Our nearby orchard produces scrumptious apples, a little tart, which I prefer, and which make for perfect pies. Now that, thanks to The Joy of Cooking, I have finally figured out how to fully cook the bottom crust of my fruit pies and how to avoid having a soupy pie, baking end-of-summer-start-of-fall apple pies is a lot more fun. I'm just sorry that my dad, who loved my apple pie, didn't get to taste my perfected pièce-de-résistance above. He would have appreciated it very much.

In addition to the apple boom, fall weather brings outside fires, which my husband likes to build in the iron grate that we bought a year or so ago at a community flea market for all of 50 cents. There's plenty of small wood pieces strewn all over the yard to get the fire going and my husband keeps some of the firewood that we inherited from the previous owners of the house in our shed, to protect it from the elements. A lot of the firewood is decomposing at one side of the yard precisely because the former owners didn't protect it from rain, etc.
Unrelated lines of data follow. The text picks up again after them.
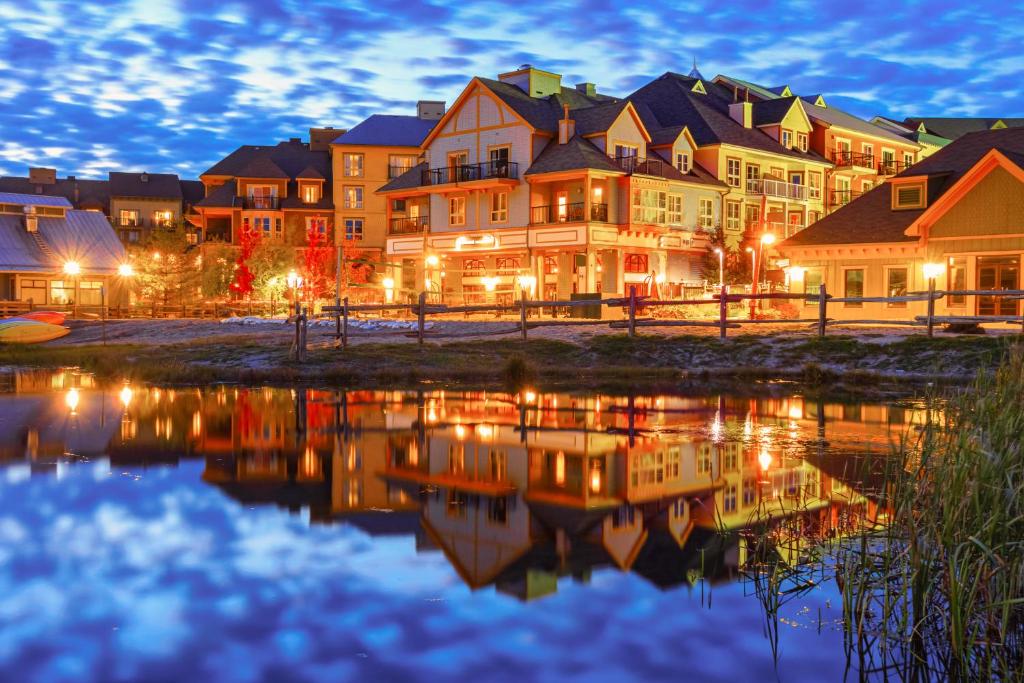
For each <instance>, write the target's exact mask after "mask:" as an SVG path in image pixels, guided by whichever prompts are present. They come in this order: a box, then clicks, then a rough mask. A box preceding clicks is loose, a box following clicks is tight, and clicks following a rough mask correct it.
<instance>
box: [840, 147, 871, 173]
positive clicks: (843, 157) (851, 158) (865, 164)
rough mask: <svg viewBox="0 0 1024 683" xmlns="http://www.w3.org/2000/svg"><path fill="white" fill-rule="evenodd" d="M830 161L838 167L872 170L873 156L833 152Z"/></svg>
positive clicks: (863, 153)
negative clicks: (855, 166)
mask: <svg viewBox="0 0 1024 683" xmlns="http://www.w3.org/2000/svg"><path fill="white" fill-rule="evenodd" d="M831 161H833V163H834V164H836V165H837V166H840V167H846V166H858V167H860V168H870V169H873V168H874V155H872V154H865V153H863V152H852V151H850V150H833V152H831Z"/></svg>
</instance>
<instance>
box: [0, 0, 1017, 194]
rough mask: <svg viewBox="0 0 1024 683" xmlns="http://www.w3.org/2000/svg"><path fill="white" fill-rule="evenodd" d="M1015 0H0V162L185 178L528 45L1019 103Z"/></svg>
mask: <svg viewBox="0 0 1024 683" xmlns="http://www.w3.org/2000/svg"><path fill="white" fill-rule="evenodd" d="M1021 45H1024V2H1019V1H1017V0H1012V1H1010V2H998V3H975V2H958V3H956V2H941V1H936V0H930V1H929V2H916V1H914V2H900V1H899V0H888V1H882V2H880V1H877V0H866V1H864V2H860V3H857V4H854V5H850V4H848V3H839V2H816V1H811V0H791V1H788V2H768V1H765V0H735V1H733V2H729V3H723V2H719V1H717V0H716V1H713V2H701V1H693V2H670V3H666V2H658V1H655V0H584V1H582V2H565V1H562V0H554V1H551V2H544V3H539V4H537V5H532V4H530V3H526V2H521V0H520V1H512V0H495V1H488V2H469V1H466V0H462V1H459V0H455V1H451V2H447V1H441V0H439V1H437V2H432V3H427V2H415V1H412V0H340V1H329V0H274V1H265V2H239V3H232V2H221V1H219V0H214V1H212V2H211V1H210V0H103V1H101V2H90V1H88V0H75V1H68V2H66V1H62V0H0V175H11V174H17V175H24V174H25V173H26V172H27V171H26V169H27V167H28V166H30V165H34V166H35V165H45V166H55V167H56V168H57V169H58V172H59V173H60V175H65V174H67V173H72V174H78V175H81V176H90V177H101V176H103V175H104V174H105V172H106V171H108V170H148V171H153V172H158V171H167V172H177V173H179V174H182V175H184V176H195V175H197V174H199V173H200V172H202V171H203V170H205V169H206V168H208V167H209V166H211V165H212V164H213V163H214V162H215V161H216V160H218V159H220V158H221V157H223V156H224V155H225V154H227V153H228V152H230V151H231V150H233V148H234V147H236V146H238V145H239V144H244V143H267V142H272V141H274V140H278V139H283V138H288V137H295V136H300V135H301V136H303V137H305V135H306V129H307V128H308V127H309V126H311V125H333V126H336V127H345V126H351V125H353V124H355V123H357V122H358V121H359V120H361V119H362V118H365V117H367V116H369V115H370V114H374V113H411V112H412V111H413V109H414V106H415V102H416V100H417V99H422V98H436V99H445V100H447V101H452V100H453V99H454V98H455V97H456V96H457V95H458V93H459V90H460V88H461V87H462V85H464V84H465V83H466V81H467V80H468V78H469V77H471V76H473V75H483V76H492V77H493V76H495V75H496V74H498V73H500V72H503V71H509V70H511V69H514V68H515V67H517V66H518V65H520V63H523V62H531V63H534V65H535V66H538V67H541V68H544V69H547V70H549V71H554V72H557V73H560V74H562V75H563V76H564V77H565V80H566V81H568V82H570V83H574V82H580V81H594V82H596V83H597V84H598V88H599V90H600V91H602V92H606V93H609V94H626V93H628V92H630V91H631V89H633V88H635V87H636V86H638V85H640V84H641V83H643V82H644V81H646V80H648V79H650V78H652V77H654V76H657V75H659V74H662V73H664V72H666V71H670V70H671V71H682V72H684V73H685V72H687V71H689V69H690V66H691V59H692V58H693V56H694V55H695V56H696V57H697V59H698V62H699V67H700V70H701V72H702V73H703V75H705V76H706V77H709V78H712V77H714V76H715V75H716V74H719V73H724V74H729V75H732V76H736V77H738V78H743V79H748V80H753V81H757V82H761V83H766V84H769V85H777V84H782V83H787V84H790V85H791V87H792V88H793V89H794V91H795V92H797V93H798V94H811V93H818V92H821V93H824V94H825V96H826V98H827V99H828V101H829V103H833V104H839V105H841V106H843V108H845V109H847V110H849V111H851V112H853V113H855V114H859V115H861V116H866V117H869V116H871V115H873V114H888V115H892V116H896V117H902V116H906V115H931V116H1024V79H1022V76H1024V56H1022V51H1021Z"/></svg>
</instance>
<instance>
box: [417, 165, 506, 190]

Inside the house, my husband has set up the sewing machine that I inherited from my abuela, her last Singer from the 1960s, in my office. I found a man who restores Singers in the nearby town and he gave it back to me almost unrecognizable in its improvement. I've started taking a beginning quilting class, which will meet for the next eight weeks, and I've started work on a small, quilted fall-inspired wall hanging (nothing fancy or ambitious). I've quilted once before, in 2008, but have basically forgotten it all and tonight had the hardest time trying to figure out how to get the bobbin to work with the needle of my abuela's machine!

Monday, September 6, 2010

Sun and moon

On a recent evening, my husband suggested that we take a motorcycle ride to visit a nearby dam, where we had been before. I wasn't too happy with the idea, thinking it wouldn't be particularly fun since it wasn't a particularly special place. But, oh, how wrong I was.

When we arrived, the sun had begun its setting journey into the horizon and my husband was able to capture the picture above as a solitary fisherman came into the sun's path, shimmering on the golden water.
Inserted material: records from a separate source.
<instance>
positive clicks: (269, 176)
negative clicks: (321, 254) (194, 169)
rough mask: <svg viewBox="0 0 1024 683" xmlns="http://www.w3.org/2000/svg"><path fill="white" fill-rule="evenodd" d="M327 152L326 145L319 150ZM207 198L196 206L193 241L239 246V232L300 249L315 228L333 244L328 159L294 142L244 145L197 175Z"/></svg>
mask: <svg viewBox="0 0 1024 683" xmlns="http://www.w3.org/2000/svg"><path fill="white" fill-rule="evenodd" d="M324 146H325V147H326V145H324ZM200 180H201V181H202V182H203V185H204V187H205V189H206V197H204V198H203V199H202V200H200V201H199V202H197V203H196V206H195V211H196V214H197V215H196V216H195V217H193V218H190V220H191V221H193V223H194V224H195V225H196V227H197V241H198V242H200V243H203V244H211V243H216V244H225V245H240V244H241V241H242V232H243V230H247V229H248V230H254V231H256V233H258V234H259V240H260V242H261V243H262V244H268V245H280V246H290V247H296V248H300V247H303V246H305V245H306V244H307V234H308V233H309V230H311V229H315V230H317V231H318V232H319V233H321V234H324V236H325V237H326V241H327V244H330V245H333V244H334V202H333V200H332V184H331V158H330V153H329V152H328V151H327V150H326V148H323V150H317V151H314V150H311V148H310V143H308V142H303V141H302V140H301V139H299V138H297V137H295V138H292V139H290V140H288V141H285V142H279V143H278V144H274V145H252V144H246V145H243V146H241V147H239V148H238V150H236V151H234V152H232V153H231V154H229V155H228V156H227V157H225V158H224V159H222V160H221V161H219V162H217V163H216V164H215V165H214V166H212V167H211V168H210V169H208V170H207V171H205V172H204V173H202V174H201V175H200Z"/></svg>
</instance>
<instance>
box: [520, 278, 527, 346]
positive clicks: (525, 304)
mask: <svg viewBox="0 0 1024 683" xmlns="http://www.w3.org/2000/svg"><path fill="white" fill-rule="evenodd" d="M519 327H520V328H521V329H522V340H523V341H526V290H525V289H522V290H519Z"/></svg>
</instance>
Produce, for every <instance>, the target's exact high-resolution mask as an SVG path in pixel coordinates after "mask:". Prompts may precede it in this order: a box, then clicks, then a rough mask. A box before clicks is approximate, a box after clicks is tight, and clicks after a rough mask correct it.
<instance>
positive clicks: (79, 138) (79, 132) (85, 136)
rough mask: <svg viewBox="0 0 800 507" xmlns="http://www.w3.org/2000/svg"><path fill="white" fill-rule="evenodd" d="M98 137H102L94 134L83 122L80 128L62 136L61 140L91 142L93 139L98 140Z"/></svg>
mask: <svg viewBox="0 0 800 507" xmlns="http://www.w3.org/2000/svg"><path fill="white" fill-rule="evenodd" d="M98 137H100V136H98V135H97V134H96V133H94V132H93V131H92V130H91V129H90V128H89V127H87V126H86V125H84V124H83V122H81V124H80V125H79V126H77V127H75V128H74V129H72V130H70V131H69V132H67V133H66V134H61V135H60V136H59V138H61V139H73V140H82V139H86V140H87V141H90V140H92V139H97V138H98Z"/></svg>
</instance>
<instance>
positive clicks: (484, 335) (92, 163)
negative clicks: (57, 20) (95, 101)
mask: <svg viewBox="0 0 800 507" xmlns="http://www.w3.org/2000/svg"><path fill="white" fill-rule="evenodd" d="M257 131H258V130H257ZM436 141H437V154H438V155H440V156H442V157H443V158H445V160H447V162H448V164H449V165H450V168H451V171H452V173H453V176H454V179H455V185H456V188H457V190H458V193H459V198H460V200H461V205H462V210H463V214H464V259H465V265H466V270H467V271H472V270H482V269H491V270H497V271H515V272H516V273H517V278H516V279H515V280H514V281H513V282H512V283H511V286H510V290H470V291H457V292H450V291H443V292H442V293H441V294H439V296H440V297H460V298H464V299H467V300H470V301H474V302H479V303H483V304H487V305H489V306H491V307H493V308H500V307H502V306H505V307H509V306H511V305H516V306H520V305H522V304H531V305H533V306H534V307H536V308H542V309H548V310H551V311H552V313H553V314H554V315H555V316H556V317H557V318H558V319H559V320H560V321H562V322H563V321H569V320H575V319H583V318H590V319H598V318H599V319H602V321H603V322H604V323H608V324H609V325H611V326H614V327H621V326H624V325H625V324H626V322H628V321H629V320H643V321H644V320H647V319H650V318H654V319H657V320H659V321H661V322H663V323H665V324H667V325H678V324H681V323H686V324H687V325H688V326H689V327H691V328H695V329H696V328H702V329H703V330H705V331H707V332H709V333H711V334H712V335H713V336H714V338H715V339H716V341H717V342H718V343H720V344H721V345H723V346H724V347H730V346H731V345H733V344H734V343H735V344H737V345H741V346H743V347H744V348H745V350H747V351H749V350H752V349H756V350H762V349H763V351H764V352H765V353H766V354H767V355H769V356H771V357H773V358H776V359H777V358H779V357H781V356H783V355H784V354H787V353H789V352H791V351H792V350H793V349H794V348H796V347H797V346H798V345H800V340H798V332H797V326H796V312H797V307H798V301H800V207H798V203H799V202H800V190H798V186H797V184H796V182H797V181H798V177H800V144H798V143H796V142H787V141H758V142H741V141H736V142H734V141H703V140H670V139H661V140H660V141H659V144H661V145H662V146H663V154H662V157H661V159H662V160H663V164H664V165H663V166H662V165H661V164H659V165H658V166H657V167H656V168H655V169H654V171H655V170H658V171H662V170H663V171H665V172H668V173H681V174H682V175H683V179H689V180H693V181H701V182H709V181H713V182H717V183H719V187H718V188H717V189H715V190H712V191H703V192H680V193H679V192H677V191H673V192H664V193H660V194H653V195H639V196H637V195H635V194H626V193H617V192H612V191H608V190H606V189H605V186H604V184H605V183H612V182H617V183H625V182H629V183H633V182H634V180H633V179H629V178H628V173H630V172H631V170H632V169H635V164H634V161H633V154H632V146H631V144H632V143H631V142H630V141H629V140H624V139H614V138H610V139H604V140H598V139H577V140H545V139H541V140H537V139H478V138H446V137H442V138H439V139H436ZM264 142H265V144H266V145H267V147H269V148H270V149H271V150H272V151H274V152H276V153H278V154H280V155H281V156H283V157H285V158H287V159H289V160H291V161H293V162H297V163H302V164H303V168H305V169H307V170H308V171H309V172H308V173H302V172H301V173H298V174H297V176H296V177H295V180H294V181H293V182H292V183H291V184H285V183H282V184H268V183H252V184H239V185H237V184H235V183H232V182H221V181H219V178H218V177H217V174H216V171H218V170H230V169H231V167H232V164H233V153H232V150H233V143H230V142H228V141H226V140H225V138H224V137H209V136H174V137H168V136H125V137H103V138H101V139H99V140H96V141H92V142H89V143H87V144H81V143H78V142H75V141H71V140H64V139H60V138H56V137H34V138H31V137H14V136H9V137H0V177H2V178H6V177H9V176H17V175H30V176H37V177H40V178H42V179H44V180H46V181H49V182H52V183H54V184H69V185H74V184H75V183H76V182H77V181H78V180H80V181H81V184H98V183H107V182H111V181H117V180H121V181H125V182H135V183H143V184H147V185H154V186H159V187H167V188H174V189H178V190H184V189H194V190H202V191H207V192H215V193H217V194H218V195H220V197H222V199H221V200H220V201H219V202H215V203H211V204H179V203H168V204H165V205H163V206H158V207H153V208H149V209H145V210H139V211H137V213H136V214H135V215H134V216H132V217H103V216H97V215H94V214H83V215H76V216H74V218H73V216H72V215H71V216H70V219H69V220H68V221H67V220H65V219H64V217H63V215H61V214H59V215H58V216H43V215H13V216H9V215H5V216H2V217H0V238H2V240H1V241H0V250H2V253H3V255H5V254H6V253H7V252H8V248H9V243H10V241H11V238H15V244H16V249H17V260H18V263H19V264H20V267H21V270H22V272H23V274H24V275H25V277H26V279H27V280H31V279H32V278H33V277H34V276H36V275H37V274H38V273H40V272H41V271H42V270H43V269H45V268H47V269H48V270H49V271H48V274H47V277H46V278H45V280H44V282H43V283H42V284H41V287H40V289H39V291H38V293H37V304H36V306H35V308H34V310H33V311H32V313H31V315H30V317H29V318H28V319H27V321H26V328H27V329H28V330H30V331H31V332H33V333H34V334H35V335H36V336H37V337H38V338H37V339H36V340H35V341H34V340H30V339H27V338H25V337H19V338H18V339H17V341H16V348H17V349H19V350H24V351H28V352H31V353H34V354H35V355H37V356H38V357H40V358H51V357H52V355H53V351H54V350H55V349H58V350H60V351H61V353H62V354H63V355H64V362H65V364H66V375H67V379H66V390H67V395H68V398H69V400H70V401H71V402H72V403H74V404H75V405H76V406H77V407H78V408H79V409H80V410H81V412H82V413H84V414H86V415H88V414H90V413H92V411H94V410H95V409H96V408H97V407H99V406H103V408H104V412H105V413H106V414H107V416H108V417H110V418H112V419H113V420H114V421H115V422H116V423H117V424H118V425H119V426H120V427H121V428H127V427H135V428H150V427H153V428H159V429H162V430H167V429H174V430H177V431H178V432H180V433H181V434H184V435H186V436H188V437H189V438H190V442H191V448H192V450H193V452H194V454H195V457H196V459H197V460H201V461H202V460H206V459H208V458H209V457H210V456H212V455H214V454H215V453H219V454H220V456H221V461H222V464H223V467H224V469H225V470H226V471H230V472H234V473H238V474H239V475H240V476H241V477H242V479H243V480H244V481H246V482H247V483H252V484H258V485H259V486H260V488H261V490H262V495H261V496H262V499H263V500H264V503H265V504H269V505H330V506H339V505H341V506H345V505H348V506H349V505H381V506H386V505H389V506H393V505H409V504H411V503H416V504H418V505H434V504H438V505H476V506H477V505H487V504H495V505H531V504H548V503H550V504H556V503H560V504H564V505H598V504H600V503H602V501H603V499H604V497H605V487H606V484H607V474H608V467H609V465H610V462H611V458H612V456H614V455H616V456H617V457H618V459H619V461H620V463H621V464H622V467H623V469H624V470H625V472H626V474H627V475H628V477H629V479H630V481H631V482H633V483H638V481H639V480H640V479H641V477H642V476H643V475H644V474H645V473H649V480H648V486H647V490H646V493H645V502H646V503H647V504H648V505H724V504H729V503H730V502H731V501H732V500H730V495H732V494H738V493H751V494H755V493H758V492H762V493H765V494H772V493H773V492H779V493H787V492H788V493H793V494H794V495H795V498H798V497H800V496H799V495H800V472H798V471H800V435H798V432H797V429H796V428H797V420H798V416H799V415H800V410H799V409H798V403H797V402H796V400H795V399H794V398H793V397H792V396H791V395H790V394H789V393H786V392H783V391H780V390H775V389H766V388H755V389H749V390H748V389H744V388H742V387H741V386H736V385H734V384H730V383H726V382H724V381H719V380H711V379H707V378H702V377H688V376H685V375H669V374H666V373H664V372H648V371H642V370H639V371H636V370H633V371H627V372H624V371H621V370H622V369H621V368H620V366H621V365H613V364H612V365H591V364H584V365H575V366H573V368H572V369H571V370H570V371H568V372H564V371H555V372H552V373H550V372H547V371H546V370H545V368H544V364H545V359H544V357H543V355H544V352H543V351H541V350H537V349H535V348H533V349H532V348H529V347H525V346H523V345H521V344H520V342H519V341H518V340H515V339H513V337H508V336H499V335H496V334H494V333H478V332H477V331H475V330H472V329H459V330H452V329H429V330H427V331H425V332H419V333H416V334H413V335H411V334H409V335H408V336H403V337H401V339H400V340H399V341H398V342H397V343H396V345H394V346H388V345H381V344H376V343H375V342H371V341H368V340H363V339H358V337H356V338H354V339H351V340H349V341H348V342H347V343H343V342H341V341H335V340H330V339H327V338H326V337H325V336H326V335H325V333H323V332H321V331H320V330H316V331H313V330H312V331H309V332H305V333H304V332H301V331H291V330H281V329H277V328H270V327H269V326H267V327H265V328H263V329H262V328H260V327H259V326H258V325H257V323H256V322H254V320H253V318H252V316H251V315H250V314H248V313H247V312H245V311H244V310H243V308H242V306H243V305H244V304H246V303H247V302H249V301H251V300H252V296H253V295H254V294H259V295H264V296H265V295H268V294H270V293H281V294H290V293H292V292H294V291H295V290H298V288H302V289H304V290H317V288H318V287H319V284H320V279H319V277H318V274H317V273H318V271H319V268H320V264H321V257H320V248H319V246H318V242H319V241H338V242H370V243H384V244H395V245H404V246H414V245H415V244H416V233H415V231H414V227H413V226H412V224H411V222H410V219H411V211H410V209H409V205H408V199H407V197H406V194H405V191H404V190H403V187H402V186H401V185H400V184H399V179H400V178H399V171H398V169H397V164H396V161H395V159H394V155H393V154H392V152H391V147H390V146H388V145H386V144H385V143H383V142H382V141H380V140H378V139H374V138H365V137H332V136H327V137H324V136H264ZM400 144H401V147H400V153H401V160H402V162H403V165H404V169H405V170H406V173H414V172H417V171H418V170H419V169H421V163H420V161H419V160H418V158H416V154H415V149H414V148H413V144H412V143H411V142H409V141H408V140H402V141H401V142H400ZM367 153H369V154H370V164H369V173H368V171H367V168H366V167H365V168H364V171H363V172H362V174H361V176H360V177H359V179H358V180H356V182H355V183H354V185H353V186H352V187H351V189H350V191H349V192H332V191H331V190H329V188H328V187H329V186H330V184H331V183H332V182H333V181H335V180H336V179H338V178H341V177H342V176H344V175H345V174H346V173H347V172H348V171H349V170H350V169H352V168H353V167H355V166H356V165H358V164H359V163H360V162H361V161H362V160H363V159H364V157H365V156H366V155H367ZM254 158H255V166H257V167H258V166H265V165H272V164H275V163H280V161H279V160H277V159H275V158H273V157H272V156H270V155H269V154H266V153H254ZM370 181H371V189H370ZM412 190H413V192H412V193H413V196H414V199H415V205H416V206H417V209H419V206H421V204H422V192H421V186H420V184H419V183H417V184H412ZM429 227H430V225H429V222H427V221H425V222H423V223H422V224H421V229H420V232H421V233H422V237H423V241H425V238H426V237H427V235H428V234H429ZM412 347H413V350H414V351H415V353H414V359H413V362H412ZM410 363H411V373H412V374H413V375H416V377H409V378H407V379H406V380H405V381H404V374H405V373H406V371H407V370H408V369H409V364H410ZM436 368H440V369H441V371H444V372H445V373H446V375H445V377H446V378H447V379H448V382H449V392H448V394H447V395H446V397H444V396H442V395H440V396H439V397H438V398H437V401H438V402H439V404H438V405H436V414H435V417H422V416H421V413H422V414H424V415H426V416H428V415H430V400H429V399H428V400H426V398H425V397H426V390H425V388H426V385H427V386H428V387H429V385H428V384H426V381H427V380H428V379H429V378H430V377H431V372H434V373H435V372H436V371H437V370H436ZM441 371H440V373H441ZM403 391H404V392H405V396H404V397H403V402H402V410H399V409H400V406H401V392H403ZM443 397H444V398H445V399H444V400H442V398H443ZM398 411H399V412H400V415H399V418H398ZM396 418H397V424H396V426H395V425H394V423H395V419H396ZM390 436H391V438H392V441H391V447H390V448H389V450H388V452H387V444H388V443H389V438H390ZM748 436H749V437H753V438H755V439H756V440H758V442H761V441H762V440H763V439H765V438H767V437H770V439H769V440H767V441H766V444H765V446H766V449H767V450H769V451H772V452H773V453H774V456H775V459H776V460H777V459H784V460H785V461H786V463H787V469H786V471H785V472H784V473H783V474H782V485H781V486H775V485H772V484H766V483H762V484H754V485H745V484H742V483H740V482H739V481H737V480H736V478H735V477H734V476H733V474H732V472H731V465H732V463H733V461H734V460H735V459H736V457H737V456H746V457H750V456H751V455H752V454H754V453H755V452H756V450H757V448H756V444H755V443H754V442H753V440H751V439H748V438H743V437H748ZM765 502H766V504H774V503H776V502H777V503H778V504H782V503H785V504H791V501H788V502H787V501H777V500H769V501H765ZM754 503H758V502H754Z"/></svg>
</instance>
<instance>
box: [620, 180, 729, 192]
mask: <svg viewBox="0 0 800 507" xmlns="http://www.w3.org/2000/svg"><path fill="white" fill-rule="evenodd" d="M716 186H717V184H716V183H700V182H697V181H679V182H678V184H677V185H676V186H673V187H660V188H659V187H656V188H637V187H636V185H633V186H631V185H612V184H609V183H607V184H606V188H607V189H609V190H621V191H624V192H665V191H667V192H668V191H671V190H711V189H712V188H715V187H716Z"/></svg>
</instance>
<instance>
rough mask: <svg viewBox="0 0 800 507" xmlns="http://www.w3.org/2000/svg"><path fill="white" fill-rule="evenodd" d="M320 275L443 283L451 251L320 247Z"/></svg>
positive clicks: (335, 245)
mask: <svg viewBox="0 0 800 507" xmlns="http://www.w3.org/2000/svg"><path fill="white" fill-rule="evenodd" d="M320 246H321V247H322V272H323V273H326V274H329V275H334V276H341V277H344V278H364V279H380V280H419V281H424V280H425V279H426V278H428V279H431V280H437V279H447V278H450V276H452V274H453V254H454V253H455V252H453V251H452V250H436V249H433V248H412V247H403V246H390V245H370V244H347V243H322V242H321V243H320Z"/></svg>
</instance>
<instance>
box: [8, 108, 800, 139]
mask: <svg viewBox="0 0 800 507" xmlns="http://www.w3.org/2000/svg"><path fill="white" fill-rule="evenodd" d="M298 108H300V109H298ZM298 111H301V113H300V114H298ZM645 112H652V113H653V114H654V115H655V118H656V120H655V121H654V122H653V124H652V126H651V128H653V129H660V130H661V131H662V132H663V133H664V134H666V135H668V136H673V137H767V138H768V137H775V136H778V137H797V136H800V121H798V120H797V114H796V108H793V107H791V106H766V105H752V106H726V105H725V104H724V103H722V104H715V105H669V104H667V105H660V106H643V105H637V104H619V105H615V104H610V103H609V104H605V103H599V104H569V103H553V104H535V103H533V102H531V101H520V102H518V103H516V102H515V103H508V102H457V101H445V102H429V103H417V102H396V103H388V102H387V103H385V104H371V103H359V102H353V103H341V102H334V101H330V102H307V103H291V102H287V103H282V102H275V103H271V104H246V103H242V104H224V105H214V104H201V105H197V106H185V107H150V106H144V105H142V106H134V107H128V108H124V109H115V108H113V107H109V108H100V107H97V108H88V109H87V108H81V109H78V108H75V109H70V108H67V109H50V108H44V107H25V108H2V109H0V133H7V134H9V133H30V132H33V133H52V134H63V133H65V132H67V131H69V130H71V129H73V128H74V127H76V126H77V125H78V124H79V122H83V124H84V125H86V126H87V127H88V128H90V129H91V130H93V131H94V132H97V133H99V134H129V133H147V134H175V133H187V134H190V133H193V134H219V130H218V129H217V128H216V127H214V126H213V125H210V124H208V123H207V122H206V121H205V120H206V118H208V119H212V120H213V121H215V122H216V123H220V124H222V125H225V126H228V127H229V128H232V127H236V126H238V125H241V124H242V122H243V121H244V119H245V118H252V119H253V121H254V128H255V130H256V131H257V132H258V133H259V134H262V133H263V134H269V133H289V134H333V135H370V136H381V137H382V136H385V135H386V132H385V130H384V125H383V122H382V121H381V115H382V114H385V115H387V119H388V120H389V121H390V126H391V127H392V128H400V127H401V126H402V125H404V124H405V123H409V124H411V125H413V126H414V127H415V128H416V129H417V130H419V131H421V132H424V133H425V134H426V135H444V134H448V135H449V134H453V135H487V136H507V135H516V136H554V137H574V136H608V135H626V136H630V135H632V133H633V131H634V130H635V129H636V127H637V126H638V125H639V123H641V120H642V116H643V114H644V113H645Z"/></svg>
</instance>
Rather poetically, and directly on the opposite side, the moon was already full and rising to claim domain over the darkening skies.

As we walked on the dam's edge, we came across an elderly couple, who told us that they often walk there because it's so beautiful. In their late 70s or early 80s, they were still holding hands and chatting with one another, making me wish that my husband and I will be like that, still friends and loving companions after so many, many years.

Sort of like the sun and the moon coinciding on a magical evening.

Saturday, September 4, 2010

Late summer/early fall

Even the road most traveled looks freshly new and inviting on such a glorious day.

Friday, September 3, 2010

Chiquita The Blur

It's nice to end the week by spending time with "the kids" in the backyard. My husband throws Lizzy's favorite toy, a squeaky plastic doughnut, and she runs as fast as she can to get it and, after her, runs Chiquita, trying to catch up to her sister while yapping frantically.

My husband tried to capture the tiny Chihuahua in her run and got her airborne, in a blur, running like the wind after the bigger dog.

I have often said that dogs are great teachers, and ain't that the spirit to emulate? To believe in your heart you can accomplish something, even if there's no chance you can.